2020年に100周年を迎えた聖路加国際大学は、100年間にわたりリーディング大学として「看護の質の向上」という責務を果たしてきました。私たちはキリスト教の大学ですので、愛の精神に基づいた対象理解を非常に大切にしています。それとともに「臨床に強いナース」を求めます。
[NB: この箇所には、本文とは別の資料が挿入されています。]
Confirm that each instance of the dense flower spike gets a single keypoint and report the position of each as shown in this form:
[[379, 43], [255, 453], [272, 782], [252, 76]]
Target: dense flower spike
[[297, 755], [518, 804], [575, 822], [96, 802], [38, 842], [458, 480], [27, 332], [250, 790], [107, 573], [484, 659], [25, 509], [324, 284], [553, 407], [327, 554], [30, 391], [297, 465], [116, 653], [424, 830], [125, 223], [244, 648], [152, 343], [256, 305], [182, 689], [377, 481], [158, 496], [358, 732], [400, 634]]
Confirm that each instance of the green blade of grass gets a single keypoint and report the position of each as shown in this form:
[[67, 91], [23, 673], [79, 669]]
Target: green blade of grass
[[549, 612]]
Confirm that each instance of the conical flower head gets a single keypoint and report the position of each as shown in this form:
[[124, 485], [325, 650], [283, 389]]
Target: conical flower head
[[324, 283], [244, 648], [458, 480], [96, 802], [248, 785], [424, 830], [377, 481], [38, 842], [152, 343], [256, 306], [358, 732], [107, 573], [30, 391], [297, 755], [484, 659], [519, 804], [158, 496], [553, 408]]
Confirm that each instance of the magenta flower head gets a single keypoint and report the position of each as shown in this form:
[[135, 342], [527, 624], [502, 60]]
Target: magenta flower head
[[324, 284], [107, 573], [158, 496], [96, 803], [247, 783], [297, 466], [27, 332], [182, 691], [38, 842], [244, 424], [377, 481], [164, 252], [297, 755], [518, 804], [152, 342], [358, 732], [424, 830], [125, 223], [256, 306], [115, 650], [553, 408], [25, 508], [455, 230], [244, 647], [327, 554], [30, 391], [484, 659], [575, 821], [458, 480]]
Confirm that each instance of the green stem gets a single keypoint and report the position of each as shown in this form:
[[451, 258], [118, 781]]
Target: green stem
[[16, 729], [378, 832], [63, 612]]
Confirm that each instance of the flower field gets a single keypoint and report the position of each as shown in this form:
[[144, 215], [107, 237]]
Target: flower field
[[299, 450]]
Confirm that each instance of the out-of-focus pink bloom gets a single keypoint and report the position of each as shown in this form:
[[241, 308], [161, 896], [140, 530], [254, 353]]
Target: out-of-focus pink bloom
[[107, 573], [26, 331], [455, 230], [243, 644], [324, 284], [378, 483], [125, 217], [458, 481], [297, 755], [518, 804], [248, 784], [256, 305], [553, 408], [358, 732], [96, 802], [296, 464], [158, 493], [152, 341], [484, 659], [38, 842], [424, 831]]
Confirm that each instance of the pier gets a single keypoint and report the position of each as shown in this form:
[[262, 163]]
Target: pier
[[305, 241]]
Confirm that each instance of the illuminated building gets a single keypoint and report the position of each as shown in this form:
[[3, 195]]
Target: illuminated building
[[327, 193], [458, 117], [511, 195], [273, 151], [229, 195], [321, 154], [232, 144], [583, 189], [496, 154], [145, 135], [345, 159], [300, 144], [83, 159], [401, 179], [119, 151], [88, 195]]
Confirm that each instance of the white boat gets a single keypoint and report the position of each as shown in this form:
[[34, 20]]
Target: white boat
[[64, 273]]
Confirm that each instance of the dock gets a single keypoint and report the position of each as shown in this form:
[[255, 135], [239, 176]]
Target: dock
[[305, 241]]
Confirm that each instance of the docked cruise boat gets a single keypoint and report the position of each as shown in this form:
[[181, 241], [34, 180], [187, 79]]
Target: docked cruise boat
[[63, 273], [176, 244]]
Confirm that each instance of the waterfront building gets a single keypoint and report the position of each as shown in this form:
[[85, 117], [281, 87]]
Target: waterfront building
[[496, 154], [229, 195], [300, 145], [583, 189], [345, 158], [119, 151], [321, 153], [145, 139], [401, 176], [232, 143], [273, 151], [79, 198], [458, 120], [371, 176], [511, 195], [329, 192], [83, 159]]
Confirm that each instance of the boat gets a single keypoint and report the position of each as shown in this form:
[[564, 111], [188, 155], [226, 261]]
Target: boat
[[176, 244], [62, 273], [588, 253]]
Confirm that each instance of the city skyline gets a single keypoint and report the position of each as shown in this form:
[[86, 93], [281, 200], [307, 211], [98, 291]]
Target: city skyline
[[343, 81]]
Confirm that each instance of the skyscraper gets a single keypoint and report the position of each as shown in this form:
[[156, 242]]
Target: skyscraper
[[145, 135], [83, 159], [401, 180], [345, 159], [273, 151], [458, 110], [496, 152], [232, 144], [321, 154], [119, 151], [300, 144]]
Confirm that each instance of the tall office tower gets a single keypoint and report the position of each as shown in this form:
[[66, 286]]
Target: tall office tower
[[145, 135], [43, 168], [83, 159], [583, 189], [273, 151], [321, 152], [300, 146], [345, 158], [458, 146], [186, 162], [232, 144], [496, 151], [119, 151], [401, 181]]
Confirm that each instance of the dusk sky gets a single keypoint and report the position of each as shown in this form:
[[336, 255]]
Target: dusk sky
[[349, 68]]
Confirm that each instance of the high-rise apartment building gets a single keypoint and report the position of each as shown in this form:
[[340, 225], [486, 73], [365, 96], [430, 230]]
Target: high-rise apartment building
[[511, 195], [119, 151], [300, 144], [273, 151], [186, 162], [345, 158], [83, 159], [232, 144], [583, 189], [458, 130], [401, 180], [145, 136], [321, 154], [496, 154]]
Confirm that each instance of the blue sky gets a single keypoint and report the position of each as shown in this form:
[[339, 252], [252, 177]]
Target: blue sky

そのため2020年度から新しいカリキュラム改革を行いました。多くの看護系大学が、講義をして演習をし、実習を3年次の後期にまとめて行うのに対し、本学では講義をして演習をし、実習するというサイクルを各領域で繰り返し行うことで、臨床に強いナースとなるための実習強化を実現しました。実習単位数は、選択科目を含めると他大学の1.5倍にもなります。ほとんどの科目でアクティブラーニングを採用していて、グループワークを通して一つの症例や事案を練り上げていきます。座学で講義を聴くだけで答えを出すのではなく、自分で考えて発言をしていくような講義や演習の時間を多く取り入れています。コロナ禍では実際に集まって議論することは難しくなりましたので、リモートで続けてきました。さらに、学生支援の一環として図書館とラーニングコモンズも整備しており、医療や看護に関する文献を中心に76,000冊と3,000誌を所蔵し、電子ジャーナルでは約8,000誌を見ることができます。また、市民と医療従事者がパートナーシップを組み、健康問題に取り組む「PCC People-Centered Care」という考えを教育の概念にしています。同時に多様性を磨くために国際化にも力を入れ、英語教育の充実と多彩な留学プログラムを展開しています。コロナ禍によって、WEB教材やWEBでの海外交流・教育プログラムも充実したことで、多様な人・文化・状況に触れる機会も増えました。

実習先の聖路加国際病院は、2019年にマグネットホスピタルにも認定されるなど、国内でもトップクラスの質の高いケアを提供しています。CNE(Clinical Nurse Educator)と呼ばれる、大学院修士課程で看護教育学を修め、優れた実践能力と研究能力を持つ看護教育のスペシャリストが在籍しており、高品質の実習が可能となっています。

医療従事者の心身のケアも大切に

長引くコロナ禍では看護職や医療従事者の心のケアもとても大切にしなくてはなりません。このことは医療機関も非常によく考えていて、ナースとマネージャーが密に連携し、辛そうなスタッフに早めに声をかけられるような環境作りも浸透してきました。本学ではアドバイザー制度を採用することで、卒業まで学生1名に対し2~3名の教員が担当で学業や就職の相談にのり、連絡を取り合うことで安心を提供しています。就職後は、医療の現場は本当に厳しい状況が続いていますが、夜勤に入る時期を遅らせてもらうことや、先輩が一緒についてくれる期間の延長、研修に厚みを持たせるなど、受け入れ先の病院の協力もあり、状況に合わせて柔軟な対応がなされています。

看護職を目指す高校生へメッセージ

看護職は医療施設のみではなく、地域の保健・医療・福祉のさまざまな場で看護の仕事をしています。「人が好きで、人の健康を守っていきたい」と考えている人にはとても向いていると思います。色々な学びもあり、素晴らしい職業ですので、ぜひ看護職を目指していただきたいと思います。ご自身の可能性というものは大きく広がっていますので、どうだろう、と思ったら自分にブレーキをかけずに多くの選択肢を考えていくことも非常に大切だと考えています。